1998’de DGM’de ilk savunduğum kişi Ali Araman’dı. Köyündeki evinin kapısında “mekap izleri” bulunmuştu ve salt bu “delil” ile Malatya hapishanesini boyladı. Tahliye ve ardından beraat etti. Aylar sonra bir telefon geldi, “bana bir hâl kâğıdı gönderir misin”, deyiverdi. Tutuklandığını, DGM’de yargılandığını, haksızlığa uğradığını, “Türkiye’de halının kötü olduğunu” belgelemek istiyordu. İnsanlar o zaman henüz –bugünkü gibi- Kanada yollarına düşmemişti daha.

∗∗

2016 idi, temmuz ayıydı, bir darbe denemesi yaşanmış, askerler boğaz köprüsünde, Ankara’da külliyede insanlar taramış, yüzlerce kişi bir gecede ölmüş, sakat kalmıştı. İşin ilginci o gece ilk alınanlar, hapse atılanlar binlerce hâkim olmuştu. Tellerin ötesinde aralarında –salt yirmi-otuz yıl evvel- bir dershaneye gittiği, bir bankadan maaş aldıkları için tutuklananlar vardı. Bana şöyle diyorlardı: “Çok iyi bir hâkimdim, mesleki geçmişim tertemizdir, hâl kâğıtlarıma baksınlar, görürler.”

Şu son birkaç senede “kaçanlar”ın başında beyaz yakalılar, özellikle doktorlar yer alıyor. Onlar Almanya’ya, Amerika’ya, İngiltere’ye gidiyor. Eloğlu okumuş kalifiye insanın kıymetini biliyor çünkü. Bu doktorların, okyanus ötesinden gönderdikleri mektuplarının bir adresi de Türk Tabipler Birliği.
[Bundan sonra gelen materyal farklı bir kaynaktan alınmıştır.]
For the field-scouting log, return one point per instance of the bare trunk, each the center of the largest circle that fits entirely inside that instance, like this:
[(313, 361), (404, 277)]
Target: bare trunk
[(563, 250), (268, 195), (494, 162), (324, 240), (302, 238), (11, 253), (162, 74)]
Meslek örgütlerinden istedikleri, “iyi hâl kâğıdı”. TTB, doktorlara her yıl verdikleri kâğıtların sayısının arttığını söylüyorlar. Son altı ayda “iyi hâl kâğıdı” isteyenlerin sayısı –bir rekorla- 1361’e ulaşmış durumda.

Erdoğan onlara, “giderlerse gitsinler” çoktan dedi. Türkiye’den beyin göçü yöneticilerin zerre umurunda değil. Hatta bu kesimin gitmesinden özellikle bir fayda da umuyorlar. Cahillik çünkü yatırım yaptıkları alanların başında geliyor.

Bizim buralarda şu son yıllarda nüfusun yaklaşık yüzde yirmisi kaçarcasına Kanada’ya gitti. Haritada hiç bilmedikleri kentlere, kasabalara, köylere gidiyorlar. Bulaşıkçılık, hemşirelik, kasiyerlik, çöpçülük, inşaat işçiliği gibi meslekler onları orada bekliyor. Terk ettikleri ülke zifiri karanlıklar içinde, ama vardıkları yerde de bir cennet beklemiyor onları.

Kanada’ya köyleri yakıldığından, geriye dönemediklerinden, iş ve aş bulmakta ayrımcılığa uğradıklarından, siyasi görüşleri nedeniyle istihdam edilmediklerinden ötürü geldiklerini, Türkiye’yi bu sebeplerle terk etmek zorunda kaldıklarını söylüyorlar. Türkiye’de -doğuştan beri- “kötü hâlli” görüldüklerini ilân ediyorlar. 

∗∗

Türkiye’yi terk eden herkesin umudu daha iyi bir hayat. Karnını doyurmak, çocuklarına güvenli bir gelecek kurmak. Ekonomik sebepler başta gelse de “seküler kaygılar”la gidenler de epey sayıda. Ancak gidenlerin tümü istinasız, “bu ülkede artık yaşanmaz” ruh hali içindeler.

Bu memleketin halı oldum olası iyi değil, kötüydü. Kötü hâl kâğıdı bir kaderdi bizim için. ‘1990’larda da 2024’te de. Ancak memleketteki hal hiçbir zaman bu kadar kötü de olmadı. Memleket için “iyi hâl kâğıdı” yazmak hepimizin elinde. Bunu başarmalıyız, başaracağız.